I'll be honest--sometimes, depending on the learning activity and desired outcome, we wish our students had i-pads (some of the apps) but overall we are pleased with the gains our assessment data is showing.

This might be one of many ideas for schools to implement after careful study.

Kings Court
Alpine, UT

Has anyone ever given a moments thought that one of the greatest problems facing public education in Utah today is the legislature itself? It would be nice if they actually talked to teachers instead of just about everyone besides teachers. The teachers are the experts in the field, but for some reasons a group of realtors, developers, and a nurse (Lockhart) seem to know better than folks who work in the education field every single day.

salt lake city, UT

@ Kings Court
The legislature listens to teachers but clearly understand what the realtors, developers and nurses want.

Howard Beal
Provo, UT

The idea of spending 300 million on ipads was about the dumbest idea I've ever heard of and Lockhart and those who supported it need to be held accountable.

2 bits
Cottonwood Heights, UT

Howard Beal,
RE: "spending 300 million on ipads was about the dumbest idea I've ever heard"...

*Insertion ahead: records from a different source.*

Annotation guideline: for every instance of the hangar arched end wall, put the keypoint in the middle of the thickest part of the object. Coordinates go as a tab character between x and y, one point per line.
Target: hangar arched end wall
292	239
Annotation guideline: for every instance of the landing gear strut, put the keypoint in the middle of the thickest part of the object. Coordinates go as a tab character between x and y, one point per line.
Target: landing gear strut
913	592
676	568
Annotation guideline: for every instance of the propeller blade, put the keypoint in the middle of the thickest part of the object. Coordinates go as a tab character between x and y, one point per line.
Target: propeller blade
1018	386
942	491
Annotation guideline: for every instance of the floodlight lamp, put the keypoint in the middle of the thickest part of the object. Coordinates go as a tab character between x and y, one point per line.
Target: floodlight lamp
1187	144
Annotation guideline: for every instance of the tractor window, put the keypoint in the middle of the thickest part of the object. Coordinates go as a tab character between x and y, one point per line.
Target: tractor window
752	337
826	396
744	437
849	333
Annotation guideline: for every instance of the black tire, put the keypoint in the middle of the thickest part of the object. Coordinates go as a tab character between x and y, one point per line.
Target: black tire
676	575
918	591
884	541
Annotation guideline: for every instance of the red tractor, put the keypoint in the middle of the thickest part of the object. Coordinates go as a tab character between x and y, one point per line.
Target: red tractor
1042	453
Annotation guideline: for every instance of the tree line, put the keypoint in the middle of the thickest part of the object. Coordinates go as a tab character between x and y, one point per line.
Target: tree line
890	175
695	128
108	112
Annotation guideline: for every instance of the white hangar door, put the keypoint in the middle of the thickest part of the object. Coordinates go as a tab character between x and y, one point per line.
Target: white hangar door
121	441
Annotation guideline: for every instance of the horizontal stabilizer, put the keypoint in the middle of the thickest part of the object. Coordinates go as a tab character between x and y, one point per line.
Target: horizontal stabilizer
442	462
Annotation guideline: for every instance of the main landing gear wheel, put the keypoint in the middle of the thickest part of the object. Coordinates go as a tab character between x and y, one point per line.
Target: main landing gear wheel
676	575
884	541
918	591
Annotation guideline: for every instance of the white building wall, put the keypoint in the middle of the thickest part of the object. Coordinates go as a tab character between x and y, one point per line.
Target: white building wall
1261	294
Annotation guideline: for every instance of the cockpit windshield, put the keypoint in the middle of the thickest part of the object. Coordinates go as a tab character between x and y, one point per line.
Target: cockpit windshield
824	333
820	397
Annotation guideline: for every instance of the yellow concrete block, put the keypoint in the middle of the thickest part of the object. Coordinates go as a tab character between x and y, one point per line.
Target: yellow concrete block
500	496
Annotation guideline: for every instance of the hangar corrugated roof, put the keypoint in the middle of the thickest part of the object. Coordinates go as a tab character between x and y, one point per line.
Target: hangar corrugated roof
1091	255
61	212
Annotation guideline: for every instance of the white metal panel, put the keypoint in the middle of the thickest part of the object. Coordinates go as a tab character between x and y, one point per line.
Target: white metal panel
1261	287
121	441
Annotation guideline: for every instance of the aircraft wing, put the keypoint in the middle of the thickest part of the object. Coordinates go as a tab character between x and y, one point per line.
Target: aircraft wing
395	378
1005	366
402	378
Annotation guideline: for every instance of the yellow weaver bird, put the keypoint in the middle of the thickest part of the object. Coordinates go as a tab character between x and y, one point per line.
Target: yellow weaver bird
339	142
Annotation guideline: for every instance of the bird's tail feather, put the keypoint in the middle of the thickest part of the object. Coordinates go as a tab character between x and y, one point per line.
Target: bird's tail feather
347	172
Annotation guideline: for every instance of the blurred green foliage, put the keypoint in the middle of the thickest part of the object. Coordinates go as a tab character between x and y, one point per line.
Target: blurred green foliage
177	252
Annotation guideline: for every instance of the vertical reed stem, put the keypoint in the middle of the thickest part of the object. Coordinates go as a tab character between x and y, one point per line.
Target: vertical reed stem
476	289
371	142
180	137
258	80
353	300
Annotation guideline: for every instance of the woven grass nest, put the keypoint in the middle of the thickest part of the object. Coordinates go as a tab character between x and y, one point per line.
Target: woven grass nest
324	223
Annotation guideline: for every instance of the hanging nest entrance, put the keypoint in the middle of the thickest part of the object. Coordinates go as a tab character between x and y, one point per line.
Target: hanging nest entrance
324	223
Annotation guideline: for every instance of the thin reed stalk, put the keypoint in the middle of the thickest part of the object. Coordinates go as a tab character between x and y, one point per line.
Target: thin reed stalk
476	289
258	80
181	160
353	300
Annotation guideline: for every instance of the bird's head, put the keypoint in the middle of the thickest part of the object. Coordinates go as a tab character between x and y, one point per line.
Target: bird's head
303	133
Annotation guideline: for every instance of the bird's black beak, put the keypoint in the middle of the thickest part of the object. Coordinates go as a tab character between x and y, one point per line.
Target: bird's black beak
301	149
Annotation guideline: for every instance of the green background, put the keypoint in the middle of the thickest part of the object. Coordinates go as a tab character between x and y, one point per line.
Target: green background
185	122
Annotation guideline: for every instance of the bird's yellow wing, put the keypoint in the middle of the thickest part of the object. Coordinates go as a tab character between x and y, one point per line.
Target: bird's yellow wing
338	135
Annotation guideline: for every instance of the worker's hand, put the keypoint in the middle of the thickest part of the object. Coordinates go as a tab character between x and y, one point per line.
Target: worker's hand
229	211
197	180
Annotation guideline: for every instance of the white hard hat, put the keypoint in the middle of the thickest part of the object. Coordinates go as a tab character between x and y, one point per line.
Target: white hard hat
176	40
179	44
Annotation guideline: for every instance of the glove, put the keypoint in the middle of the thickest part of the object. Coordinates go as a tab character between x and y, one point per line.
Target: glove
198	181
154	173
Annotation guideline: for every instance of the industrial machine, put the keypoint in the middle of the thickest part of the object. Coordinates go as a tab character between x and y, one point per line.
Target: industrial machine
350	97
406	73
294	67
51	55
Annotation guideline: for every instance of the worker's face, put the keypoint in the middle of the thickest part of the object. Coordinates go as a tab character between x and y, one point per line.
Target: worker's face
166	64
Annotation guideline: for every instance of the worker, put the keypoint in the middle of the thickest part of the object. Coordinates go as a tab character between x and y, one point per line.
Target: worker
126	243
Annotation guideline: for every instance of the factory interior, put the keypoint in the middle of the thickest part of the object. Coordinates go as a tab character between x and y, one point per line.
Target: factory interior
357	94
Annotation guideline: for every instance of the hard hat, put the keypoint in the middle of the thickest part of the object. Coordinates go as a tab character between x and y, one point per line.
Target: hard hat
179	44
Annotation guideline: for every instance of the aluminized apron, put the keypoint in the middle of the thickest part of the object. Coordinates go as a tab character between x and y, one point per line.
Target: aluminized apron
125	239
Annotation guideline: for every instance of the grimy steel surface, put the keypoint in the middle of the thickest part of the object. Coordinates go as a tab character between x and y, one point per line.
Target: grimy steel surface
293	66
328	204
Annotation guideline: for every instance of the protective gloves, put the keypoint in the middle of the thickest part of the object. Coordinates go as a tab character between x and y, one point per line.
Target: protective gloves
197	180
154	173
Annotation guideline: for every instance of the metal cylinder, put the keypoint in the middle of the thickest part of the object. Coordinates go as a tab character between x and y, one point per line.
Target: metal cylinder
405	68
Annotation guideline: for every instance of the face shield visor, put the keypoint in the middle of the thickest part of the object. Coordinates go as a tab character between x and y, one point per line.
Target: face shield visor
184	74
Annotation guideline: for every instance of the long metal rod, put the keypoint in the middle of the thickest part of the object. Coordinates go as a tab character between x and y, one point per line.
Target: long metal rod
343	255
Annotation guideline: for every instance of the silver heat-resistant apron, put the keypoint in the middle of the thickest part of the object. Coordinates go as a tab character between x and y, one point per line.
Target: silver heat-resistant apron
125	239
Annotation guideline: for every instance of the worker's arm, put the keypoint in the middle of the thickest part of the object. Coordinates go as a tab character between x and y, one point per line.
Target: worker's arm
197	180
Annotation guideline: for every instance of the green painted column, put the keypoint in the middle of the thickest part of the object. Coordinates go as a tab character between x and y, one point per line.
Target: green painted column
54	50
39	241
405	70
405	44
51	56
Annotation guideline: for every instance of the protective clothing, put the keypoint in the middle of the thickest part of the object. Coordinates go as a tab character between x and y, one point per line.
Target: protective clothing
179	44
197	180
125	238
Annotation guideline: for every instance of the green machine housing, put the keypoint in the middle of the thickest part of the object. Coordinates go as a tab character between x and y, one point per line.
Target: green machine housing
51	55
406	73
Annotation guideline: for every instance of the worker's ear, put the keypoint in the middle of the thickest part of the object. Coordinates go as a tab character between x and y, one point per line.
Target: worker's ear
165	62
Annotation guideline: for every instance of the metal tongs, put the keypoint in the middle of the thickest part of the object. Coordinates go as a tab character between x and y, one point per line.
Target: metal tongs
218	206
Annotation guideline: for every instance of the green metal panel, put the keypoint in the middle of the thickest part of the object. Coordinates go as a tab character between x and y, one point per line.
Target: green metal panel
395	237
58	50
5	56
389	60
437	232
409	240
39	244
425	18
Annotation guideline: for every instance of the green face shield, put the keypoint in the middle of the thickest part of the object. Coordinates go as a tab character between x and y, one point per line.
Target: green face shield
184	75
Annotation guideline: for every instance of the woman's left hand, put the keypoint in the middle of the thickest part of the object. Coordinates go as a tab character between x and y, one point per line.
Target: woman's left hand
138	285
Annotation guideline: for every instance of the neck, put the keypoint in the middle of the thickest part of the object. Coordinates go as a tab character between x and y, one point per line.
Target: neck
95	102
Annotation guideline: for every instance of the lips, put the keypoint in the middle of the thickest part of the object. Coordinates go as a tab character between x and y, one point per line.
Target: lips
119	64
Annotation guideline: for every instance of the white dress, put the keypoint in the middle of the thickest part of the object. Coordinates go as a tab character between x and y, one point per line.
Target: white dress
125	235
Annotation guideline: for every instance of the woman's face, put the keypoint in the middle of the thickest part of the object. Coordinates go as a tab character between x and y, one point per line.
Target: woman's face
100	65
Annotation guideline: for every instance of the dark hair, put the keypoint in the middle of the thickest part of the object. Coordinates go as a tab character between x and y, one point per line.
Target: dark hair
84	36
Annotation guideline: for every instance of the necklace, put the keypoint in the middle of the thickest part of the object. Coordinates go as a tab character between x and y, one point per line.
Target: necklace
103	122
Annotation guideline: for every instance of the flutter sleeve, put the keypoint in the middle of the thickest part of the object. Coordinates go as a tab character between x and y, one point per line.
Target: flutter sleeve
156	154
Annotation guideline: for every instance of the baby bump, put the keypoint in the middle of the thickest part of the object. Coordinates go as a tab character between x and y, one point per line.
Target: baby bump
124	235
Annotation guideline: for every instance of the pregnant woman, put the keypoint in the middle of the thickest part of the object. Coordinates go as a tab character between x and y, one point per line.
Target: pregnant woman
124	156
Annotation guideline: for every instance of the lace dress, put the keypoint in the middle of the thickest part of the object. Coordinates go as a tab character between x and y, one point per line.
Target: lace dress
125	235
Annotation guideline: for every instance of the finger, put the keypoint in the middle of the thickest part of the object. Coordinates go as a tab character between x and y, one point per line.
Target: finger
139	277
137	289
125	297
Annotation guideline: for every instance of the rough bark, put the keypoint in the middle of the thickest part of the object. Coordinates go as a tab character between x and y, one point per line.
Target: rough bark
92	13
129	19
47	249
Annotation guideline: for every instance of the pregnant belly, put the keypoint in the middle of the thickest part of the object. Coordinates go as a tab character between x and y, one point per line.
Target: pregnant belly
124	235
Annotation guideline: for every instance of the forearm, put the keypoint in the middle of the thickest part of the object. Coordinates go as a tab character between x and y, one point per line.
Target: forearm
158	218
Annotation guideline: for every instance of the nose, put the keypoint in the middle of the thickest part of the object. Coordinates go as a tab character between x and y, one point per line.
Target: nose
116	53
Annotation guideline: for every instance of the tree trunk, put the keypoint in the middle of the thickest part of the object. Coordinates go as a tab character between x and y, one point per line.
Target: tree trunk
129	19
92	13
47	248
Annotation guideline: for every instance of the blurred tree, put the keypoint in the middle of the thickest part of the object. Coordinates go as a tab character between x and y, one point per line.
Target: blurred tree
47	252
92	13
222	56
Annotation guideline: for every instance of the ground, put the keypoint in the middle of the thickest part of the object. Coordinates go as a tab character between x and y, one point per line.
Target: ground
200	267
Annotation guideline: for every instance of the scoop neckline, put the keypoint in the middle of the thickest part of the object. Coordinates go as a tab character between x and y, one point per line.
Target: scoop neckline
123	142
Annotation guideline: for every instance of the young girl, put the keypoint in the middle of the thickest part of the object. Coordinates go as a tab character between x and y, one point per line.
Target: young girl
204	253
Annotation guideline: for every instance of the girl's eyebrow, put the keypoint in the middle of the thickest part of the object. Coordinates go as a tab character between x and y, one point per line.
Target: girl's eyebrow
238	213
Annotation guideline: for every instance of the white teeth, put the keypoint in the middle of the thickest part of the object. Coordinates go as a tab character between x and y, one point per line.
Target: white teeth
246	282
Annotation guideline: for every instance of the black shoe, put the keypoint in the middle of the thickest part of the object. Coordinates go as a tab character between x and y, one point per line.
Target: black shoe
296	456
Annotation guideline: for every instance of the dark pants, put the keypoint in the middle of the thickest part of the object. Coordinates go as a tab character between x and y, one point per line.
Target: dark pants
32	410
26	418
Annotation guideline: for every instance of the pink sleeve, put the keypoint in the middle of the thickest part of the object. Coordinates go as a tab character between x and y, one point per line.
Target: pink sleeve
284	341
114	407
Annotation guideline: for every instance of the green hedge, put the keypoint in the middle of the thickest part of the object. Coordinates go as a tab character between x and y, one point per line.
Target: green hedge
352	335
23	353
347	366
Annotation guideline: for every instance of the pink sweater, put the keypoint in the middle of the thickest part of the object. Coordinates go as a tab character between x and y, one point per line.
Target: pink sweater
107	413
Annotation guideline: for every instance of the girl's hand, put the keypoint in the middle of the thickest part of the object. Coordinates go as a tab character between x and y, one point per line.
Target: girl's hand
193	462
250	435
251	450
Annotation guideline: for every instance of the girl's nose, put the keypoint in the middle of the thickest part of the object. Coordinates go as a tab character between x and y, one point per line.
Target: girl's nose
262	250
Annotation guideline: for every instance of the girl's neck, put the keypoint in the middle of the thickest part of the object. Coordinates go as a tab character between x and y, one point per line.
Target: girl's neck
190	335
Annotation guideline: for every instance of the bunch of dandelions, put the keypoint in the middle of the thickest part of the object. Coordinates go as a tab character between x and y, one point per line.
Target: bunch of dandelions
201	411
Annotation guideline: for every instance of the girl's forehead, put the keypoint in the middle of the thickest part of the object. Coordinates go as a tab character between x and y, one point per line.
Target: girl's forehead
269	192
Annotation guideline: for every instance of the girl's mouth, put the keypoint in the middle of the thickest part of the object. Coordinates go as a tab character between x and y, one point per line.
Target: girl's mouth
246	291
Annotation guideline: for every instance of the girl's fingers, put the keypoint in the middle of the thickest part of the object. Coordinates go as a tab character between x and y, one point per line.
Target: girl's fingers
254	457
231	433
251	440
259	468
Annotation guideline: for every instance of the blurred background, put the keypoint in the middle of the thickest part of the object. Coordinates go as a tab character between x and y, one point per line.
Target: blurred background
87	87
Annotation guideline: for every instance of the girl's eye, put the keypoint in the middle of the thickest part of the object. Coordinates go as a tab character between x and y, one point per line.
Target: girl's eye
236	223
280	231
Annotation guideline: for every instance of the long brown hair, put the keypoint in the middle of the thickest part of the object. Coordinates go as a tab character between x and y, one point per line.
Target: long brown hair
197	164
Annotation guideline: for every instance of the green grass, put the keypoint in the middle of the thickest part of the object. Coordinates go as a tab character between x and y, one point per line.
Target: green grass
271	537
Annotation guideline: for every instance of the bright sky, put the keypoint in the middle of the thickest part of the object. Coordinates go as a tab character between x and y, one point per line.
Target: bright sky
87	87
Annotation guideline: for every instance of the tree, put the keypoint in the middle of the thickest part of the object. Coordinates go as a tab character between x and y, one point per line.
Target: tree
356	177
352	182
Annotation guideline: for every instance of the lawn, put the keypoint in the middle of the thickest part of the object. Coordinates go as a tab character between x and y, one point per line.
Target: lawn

I'm pretty sure the proposal wasn't for 300 million in iPads (you may want to read the bill before commenting). There was more than that in there. It wasn't all for iPads.

But regardless... proposals they KNOW we don't have money to fund make no sense. It's just posing. And we have too much of that going on up on the hill as it is. Making proposals they know we can't fund (because we can't even afford to pay our teachers or reduce class size).. should be frowned upon from the start... not at the last minute.